A vessel hired to search for Malaysia Airlines Flight MH370 and solve one of the world’s greatest aviation mysteries has reached the remote spot in the Indian Ocean where Australian scientists believe the plane went down, Reuters shipping data shows.
Flight MH370 disappeared en route from Kuala Lumpur to Beijing in March 2014 with 239 people, mostly Chinese, on board.
Investigators believe someone may have deliberately switched off MH370’s transponder before diverting it over the Indian Ocean. Debris has been collected from Indian Ocean islands and Africa’s east coast and at least three pieces have been confirmed as coming from the missing plane.

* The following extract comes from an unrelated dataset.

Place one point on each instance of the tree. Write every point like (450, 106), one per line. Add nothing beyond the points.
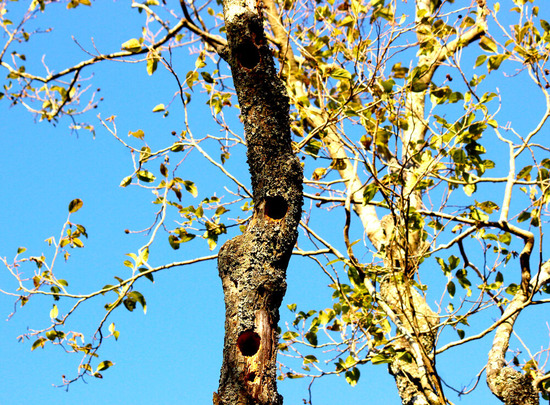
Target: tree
(397, 116)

Malaysia agreed earlier this month to pay U.S. firm Ocean Infinity up to $70 million if it finds the plane within 90 days. The search vessel, the Seabed Constructor, set off from Durban, South Africa, on Jan. 3.
The vessel is equipped with eight autonomous submersibles that can search a wide area of sea floor much faster than the tethered scanners used in previous searches, Charitha Pattiaratchi, professor of coastal oceanography at the University of Western Australia, told Reuters by phone from Colombo.
“If they don’t find anything in the 90 days…I think that would be the end for decades – this is like the final effort, if you like,” he said.
Reuters data, which is supplied from an automated tracking system, shows the vessel reached the search zone on Sunday and on Tuesday was tracking towards a spot that Australia’s scientific agency believes with “unprecedented precision and certainty” is the most likely location of the aircraft.
Texas-based Ocean Infinity could not be reached outside business hours at offices in Houston and London.
Australia, Malaysia and China called off their two-year search for the plane a year ago after finding nothing in a 120,000-sq-km underwater search zone.